My business adviser, a data scientist, asked me to compile a list of questions necessary to determine the tax saving potential of an individual person. The intent is to keep the list as short as possible but allow us to calculate an estimate of the amount of tax savings that are possible through comprehensive financial and tax planning. To me, this assignment is as complex as making a list of questions for a mechanic to know if an engine can be rebuilt or to tell a surgeon to know what operation should be performed. Yet I understand from readings on artificial intelligence that any human thinking process can be broken down into components and digitized with simply logical tests. This blog post is the beginning of that thinking.

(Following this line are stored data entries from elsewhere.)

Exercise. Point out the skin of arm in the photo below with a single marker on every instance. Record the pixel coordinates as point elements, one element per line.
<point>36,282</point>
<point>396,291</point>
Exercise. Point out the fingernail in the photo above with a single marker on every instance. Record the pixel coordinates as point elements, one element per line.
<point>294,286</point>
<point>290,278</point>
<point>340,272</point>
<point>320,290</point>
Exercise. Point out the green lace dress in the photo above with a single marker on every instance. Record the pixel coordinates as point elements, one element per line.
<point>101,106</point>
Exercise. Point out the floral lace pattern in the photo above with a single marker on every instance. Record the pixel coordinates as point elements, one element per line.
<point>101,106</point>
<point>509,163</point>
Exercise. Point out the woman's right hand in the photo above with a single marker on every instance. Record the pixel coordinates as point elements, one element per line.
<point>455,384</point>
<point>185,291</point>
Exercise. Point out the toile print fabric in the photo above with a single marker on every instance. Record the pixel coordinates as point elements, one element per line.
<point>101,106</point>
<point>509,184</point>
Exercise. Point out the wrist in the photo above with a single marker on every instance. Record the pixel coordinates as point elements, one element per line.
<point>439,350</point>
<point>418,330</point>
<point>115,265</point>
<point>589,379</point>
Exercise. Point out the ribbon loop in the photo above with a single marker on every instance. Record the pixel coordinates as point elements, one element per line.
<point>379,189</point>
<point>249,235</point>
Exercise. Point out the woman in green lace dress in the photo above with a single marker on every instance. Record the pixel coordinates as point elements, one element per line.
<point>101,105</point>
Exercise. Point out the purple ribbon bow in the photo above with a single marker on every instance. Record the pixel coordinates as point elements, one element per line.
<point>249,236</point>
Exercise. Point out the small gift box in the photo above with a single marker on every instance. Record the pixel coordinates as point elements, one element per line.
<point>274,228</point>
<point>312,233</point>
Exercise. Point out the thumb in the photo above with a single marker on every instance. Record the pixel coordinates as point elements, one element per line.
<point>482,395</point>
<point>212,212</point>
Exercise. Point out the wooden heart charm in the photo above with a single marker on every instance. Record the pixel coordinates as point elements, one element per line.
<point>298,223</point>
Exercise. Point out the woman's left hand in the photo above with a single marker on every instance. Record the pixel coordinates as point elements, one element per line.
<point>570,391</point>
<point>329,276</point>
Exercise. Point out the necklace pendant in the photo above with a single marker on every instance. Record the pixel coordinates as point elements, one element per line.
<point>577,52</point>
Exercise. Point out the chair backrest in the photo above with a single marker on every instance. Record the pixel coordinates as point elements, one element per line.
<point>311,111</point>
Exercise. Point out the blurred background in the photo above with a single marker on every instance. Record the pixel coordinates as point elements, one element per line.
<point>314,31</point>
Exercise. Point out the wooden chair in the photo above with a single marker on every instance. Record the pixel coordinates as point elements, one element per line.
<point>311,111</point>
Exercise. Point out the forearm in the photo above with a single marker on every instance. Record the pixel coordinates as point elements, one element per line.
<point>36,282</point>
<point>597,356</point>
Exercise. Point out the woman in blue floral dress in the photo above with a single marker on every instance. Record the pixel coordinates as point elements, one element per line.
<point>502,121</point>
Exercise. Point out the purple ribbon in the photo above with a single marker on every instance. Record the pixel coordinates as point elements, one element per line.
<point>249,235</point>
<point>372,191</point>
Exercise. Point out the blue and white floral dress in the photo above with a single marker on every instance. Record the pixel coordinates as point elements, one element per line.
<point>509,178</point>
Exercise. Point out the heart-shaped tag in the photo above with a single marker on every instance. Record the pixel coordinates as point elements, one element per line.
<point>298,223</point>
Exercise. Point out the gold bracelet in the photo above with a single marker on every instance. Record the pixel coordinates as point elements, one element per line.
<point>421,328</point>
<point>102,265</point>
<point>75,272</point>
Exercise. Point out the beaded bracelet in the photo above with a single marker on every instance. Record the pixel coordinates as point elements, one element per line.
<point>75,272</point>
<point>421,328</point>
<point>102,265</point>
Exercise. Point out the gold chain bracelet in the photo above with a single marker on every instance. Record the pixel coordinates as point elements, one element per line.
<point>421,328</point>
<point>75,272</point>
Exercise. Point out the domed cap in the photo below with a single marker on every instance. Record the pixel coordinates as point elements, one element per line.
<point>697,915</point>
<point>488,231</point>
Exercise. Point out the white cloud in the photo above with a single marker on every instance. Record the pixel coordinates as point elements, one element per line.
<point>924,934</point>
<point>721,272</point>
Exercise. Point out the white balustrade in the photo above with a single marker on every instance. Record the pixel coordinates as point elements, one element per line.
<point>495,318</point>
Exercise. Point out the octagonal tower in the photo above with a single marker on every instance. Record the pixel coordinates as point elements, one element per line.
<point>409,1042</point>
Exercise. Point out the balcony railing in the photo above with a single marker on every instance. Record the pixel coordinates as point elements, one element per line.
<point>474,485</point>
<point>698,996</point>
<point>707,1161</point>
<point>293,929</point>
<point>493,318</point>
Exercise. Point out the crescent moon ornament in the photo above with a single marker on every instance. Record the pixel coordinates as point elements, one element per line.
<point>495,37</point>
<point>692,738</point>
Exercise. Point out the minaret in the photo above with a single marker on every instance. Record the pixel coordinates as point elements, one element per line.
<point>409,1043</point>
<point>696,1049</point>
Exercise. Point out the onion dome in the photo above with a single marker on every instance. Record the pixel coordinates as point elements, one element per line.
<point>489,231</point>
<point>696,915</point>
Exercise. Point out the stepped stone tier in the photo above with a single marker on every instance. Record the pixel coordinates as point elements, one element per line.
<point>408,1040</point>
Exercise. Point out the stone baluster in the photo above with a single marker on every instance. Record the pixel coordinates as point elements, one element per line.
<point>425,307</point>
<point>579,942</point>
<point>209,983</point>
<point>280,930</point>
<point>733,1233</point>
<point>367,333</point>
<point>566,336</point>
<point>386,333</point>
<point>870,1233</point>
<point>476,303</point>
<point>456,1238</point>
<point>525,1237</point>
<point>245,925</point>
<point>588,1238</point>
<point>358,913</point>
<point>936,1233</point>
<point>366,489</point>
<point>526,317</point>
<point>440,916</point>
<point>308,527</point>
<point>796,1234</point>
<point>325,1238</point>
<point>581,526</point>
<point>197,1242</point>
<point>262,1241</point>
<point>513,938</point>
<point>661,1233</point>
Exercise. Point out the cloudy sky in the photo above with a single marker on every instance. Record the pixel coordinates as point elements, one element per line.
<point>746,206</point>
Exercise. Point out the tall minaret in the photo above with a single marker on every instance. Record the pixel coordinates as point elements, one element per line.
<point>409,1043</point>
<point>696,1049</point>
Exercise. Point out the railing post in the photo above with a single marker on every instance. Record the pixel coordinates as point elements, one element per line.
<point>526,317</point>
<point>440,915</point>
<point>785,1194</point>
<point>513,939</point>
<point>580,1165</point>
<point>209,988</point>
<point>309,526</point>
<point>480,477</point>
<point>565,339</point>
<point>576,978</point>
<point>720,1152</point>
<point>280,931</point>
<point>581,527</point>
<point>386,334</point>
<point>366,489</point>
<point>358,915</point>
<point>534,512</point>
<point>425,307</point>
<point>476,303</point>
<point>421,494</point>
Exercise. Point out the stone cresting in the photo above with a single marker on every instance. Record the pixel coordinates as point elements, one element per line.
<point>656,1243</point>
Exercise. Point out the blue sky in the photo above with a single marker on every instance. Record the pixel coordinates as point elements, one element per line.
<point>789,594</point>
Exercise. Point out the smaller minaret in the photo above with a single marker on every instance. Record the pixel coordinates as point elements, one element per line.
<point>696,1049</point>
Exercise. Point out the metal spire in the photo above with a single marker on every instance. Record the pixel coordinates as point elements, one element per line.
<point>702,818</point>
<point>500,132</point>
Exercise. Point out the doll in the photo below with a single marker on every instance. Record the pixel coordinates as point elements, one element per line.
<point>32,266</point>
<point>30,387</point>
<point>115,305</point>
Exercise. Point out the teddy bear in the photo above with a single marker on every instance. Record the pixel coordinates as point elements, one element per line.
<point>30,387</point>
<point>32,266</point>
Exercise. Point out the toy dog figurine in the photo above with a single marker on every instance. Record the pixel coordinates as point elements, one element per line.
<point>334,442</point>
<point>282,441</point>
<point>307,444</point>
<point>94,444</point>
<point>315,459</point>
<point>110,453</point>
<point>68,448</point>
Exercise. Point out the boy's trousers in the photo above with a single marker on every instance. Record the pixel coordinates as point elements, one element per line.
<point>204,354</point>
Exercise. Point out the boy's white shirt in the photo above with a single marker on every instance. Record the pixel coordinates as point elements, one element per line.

So far, I think it might be possible in less than a dozen questions.
- What is your W2 (salary) income?
- What is your 1099 (contractor) income?
- What is your taxable investment income (rental, securities, interest, etc.)?
- Are you the owner (5 percent of more) of a business? Does this generate income or loss? If so how much?
- Is your spouse an employee of the business where you are an owner?
- If so, what is the legal form of the business(es)? (sole proprietorship, partnership, LLC, S corporation, C corporation).
- Which of these expenses do you incur, and how much, as out-of-pocket expenses: heath care costs, medical or dental insurance cost, long-term care cost, life insurance cost, business-related travel or housing expenses, commuting expenses, business-related auto expenses, home office, tax preparation fees, retirement planning fees,
- Do you expect to pay educational expenses? If so, for who (yourself spouse, child, grandchild, employee, other)?
- Do you have any strong community or charitable interests (that you may wish to fund)? Describe that plan.
- Do you anticipate selling any large assets (home, vacation house, business, etc) that will generate a gain? If so, describe this expectation in terms of timing and amount.
- Do you expect to have assets at the end of your life? If so, what is the approximate value of your assets and what do you intend to have happen with them?
These questions presume a small business environment where the respondent has access to influence employer compensation and benefits policies.
These questions are intended to address income taxes only and ignore the possible limiting effect of the alternate minimum tax and are no mean to delve into the possibility of estate taxes.